Get an inference endpoint Generally available; Added in 8.11.0

GET /_inference/{task_type}/{inference_id}

All methods and paths for this operation:

GET /_inference

GET /_inference/{inference_id}
GET /_inference/{task_type}/_all
GET /_inference/{task_type}/{inference_id}

This API requires the monitor_inference cluster privilege (the built-in inference_admin and inference_user roles grant this privilege).

Path parameters

  • task_type string

    The task type of the endpoint to return

    Values are sparse_embedding, text_embedding, rerank, completion, or chat_completion.
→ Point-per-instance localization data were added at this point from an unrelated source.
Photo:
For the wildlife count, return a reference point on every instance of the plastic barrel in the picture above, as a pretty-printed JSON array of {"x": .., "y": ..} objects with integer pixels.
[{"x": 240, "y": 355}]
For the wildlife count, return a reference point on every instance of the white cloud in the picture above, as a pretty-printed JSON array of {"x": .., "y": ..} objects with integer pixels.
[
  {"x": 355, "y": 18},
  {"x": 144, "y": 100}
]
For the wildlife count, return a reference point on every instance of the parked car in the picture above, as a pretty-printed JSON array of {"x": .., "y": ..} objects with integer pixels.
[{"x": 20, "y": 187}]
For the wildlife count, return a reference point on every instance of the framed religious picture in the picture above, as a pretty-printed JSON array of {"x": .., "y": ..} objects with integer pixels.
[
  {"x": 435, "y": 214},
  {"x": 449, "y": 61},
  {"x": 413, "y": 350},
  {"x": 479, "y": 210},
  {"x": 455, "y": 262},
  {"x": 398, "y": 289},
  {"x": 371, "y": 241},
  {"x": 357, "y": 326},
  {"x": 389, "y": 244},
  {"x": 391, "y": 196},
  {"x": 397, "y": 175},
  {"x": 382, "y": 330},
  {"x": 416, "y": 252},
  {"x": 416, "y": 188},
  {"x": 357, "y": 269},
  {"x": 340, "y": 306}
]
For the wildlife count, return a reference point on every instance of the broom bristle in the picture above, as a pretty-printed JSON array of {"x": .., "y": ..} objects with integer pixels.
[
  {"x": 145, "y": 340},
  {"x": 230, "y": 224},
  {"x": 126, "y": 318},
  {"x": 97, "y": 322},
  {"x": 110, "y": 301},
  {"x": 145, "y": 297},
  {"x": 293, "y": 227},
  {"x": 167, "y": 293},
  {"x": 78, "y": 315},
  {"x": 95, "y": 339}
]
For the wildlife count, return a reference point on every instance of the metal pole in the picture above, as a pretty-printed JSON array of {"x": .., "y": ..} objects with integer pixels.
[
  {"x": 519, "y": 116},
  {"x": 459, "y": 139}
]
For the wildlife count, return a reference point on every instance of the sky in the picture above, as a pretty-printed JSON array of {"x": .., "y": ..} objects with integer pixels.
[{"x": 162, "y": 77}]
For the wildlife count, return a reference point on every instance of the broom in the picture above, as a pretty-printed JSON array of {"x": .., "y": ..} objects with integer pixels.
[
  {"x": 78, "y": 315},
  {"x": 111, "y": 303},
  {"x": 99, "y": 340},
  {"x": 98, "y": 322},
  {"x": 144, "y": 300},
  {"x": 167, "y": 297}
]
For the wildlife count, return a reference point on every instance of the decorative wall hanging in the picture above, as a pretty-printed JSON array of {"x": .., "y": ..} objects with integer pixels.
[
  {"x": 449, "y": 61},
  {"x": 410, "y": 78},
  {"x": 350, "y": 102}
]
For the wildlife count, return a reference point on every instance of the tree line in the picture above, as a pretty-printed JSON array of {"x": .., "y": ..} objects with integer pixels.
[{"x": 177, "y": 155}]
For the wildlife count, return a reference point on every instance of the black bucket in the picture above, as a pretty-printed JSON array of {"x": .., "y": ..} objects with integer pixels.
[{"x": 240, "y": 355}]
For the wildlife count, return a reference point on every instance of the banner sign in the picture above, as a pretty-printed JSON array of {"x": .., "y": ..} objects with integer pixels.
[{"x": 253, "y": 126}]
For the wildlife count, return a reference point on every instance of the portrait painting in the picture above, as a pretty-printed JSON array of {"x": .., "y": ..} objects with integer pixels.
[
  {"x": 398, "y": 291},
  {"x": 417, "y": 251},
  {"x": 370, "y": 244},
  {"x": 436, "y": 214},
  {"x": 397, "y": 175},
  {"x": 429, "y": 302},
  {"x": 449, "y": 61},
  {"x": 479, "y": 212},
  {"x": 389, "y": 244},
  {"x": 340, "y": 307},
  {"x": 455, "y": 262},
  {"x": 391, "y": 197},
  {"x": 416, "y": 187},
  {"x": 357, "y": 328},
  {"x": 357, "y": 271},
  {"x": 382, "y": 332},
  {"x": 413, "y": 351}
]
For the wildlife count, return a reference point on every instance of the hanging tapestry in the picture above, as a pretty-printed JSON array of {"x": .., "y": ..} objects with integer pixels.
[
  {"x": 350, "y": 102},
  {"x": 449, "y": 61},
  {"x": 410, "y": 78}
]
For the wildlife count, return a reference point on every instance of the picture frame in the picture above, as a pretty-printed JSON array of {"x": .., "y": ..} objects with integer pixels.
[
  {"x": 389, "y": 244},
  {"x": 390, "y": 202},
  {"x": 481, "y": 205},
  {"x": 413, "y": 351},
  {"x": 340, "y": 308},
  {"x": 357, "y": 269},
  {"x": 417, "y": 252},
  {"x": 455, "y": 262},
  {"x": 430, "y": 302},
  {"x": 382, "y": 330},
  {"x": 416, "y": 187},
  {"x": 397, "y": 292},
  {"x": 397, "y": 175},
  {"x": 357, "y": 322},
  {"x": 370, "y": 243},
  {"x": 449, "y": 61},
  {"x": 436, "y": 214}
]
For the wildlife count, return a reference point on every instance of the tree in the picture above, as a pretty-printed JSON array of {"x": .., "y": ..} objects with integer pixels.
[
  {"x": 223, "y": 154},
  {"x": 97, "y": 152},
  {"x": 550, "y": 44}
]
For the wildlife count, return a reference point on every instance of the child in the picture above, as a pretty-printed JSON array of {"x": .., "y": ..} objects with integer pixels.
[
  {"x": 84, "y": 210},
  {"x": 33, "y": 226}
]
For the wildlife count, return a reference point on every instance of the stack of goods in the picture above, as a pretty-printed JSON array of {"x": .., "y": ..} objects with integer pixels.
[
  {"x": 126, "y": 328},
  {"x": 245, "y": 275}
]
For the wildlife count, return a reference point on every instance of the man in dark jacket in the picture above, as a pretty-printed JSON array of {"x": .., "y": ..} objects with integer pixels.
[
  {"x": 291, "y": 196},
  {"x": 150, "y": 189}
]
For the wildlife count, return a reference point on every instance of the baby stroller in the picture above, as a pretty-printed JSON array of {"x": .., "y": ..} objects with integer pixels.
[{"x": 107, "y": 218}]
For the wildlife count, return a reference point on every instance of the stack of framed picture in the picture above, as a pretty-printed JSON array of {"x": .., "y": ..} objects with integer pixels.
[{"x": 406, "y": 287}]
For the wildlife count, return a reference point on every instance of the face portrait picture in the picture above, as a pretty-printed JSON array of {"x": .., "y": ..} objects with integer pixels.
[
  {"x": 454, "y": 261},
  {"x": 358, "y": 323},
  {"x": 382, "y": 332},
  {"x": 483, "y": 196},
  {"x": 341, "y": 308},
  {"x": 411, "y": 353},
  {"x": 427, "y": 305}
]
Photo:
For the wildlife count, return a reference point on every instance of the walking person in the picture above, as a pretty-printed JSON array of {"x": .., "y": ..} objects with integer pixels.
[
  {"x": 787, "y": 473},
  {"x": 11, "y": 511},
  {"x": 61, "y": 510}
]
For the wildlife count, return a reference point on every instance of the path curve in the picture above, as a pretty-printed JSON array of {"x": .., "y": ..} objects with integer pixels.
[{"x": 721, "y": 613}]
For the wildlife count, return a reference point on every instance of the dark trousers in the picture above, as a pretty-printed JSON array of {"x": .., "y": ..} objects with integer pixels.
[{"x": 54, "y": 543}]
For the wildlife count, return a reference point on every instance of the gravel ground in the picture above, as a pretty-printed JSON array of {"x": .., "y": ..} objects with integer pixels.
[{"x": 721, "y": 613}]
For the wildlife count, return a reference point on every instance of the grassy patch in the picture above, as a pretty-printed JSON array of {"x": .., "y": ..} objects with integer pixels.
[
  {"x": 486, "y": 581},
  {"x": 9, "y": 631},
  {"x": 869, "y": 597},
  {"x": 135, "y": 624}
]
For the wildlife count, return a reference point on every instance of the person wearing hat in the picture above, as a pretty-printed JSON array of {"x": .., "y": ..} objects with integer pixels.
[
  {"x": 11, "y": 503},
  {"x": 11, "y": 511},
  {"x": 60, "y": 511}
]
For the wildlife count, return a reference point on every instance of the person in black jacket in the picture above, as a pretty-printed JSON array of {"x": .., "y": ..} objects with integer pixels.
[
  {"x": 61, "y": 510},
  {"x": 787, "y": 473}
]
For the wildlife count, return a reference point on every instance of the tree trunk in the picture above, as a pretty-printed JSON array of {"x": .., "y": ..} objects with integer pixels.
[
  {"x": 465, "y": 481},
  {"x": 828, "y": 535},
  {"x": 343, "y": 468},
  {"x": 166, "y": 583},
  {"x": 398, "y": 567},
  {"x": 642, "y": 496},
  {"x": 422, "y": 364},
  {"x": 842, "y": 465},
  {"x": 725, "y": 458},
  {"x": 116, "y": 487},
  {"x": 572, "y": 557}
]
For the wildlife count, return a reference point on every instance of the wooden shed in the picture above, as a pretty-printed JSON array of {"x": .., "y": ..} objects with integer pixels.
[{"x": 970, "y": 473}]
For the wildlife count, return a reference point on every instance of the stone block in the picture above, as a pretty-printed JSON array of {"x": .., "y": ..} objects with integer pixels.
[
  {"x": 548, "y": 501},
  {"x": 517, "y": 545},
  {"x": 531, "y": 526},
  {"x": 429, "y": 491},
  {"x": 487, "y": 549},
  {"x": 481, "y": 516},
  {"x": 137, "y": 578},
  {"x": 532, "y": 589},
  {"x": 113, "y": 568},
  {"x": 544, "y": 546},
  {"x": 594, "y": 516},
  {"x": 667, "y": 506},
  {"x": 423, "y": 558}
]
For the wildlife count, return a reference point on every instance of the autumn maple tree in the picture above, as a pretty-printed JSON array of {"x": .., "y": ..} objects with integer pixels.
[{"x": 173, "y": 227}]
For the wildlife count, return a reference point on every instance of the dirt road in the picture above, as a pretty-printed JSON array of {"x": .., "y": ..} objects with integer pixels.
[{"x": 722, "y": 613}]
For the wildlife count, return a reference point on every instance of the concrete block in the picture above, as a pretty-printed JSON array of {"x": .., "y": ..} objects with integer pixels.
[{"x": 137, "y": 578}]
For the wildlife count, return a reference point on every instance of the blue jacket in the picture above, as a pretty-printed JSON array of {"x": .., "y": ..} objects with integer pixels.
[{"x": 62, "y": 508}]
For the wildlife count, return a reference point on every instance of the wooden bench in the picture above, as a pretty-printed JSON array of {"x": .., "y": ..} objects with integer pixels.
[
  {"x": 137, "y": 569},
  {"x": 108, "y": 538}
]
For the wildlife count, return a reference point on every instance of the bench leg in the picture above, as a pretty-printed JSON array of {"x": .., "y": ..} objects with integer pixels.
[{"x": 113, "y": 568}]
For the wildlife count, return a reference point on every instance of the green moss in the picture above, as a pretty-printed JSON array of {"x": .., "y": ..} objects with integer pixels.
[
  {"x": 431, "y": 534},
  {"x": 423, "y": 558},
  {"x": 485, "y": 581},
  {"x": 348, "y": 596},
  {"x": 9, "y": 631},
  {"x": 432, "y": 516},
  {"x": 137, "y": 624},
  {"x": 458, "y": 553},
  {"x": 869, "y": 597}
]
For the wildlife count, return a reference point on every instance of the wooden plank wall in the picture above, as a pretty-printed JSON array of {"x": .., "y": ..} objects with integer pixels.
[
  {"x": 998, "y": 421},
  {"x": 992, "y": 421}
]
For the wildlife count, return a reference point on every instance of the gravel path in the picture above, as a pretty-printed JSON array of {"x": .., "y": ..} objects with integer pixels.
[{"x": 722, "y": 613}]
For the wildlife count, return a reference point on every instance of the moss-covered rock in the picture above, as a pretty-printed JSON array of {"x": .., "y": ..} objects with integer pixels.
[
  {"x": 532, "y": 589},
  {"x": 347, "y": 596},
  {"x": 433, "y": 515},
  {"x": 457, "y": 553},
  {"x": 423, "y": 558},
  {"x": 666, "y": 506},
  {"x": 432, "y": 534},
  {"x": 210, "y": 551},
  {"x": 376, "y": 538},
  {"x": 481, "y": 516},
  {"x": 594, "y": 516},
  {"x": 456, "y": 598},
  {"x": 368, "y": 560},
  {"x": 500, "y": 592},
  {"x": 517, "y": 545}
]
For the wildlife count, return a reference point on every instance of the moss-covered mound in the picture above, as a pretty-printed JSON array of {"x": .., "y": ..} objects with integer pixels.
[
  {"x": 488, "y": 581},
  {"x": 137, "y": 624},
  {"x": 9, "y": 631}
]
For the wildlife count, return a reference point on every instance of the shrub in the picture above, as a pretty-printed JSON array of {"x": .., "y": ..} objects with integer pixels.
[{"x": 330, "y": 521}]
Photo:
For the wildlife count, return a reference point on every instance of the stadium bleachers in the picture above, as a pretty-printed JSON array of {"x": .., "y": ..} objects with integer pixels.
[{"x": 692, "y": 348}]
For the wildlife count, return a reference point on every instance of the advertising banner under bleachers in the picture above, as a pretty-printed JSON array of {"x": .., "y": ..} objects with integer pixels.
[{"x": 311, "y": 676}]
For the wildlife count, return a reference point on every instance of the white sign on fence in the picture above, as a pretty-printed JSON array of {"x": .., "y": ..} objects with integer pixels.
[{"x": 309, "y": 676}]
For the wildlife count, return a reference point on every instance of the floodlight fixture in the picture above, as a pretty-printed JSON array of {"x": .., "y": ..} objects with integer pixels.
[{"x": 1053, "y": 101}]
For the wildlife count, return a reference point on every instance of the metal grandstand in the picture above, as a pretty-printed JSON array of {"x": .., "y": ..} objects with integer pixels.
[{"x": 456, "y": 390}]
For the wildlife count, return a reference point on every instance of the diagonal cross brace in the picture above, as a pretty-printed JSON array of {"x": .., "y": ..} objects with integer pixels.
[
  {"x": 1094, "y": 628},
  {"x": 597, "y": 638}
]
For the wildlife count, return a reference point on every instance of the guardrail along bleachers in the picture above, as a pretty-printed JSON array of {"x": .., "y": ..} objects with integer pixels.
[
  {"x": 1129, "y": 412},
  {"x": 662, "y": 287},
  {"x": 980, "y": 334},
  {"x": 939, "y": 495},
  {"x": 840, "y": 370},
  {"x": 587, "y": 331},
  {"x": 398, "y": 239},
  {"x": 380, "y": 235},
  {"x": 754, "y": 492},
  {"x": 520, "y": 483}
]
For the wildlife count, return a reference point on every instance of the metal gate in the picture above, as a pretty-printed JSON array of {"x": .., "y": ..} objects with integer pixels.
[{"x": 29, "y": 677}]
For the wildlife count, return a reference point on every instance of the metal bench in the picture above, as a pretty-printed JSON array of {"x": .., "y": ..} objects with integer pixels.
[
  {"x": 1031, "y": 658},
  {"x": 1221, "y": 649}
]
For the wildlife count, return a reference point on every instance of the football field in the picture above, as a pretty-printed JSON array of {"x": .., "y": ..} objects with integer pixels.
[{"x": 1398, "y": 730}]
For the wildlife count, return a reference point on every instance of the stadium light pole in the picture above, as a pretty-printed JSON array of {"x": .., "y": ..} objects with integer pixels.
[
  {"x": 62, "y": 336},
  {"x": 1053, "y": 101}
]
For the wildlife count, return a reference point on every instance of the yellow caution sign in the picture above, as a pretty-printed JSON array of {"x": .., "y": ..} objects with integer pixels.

  • inference_id string Required

    The inference Id of the endpoint to return. Using _all or * will return all endpoints with the specified task_type if one is specified, or all endpoints for all task types if no task_type is specified

Responses

  • 200 application/json
    Hide response attribute Show response attribute object
    • endpoints array[object] Required
      Hide endpoints attributes Show endpoints attributes object

      Represents an inference endpoint as returned by the GET API

      • chunking_settings object

        The chunking configuration object. Applies only to the sparse_embedding and text_embedding task types. Not applicable to the rerank, completion, or chat_completion task types.

      • service string Required

        The service type

      • service_settings object Required

        Settings specific to the service

      • task_settings object

        Task settings specific to the service and task type

      • inference_id string Required

        The inference Id

      • task_type string Required

        The task type

        Values are sparse_embedding, text_embedding, rerank, completion, or chat_completion.

GET /_inference/{task_type}/{inference_id}
GET _inference/sparse_embedding/my-elser-model
resp = client.inference.get(
    task_type="sparse_embedding",
    inference_id="my-elser-model",
)
const response = await client.inference.get({
  task_type: "sparse_embedding",
  inference_id: "my-elser-model",
});
response = client.inference.get(
  task_type: "sparse_embedding",
  inference_id: "my-elser-model"
)
$resp = $client->inference()->get([
    "task_type" => "sparse_embedding",
    "inference_id" => "my-elser-model",
]);
curl -X GET -H "Authorization: ApiKey $ELASTIC_API_KEY" "$ELASTICSEARCH_URL/_inference/sparse_embedding/my-elser-model"
client.inference().get(g -> g
    .inferenceId("my-elser-model")
    .taskType(TaskType.SparseEmbedding)
);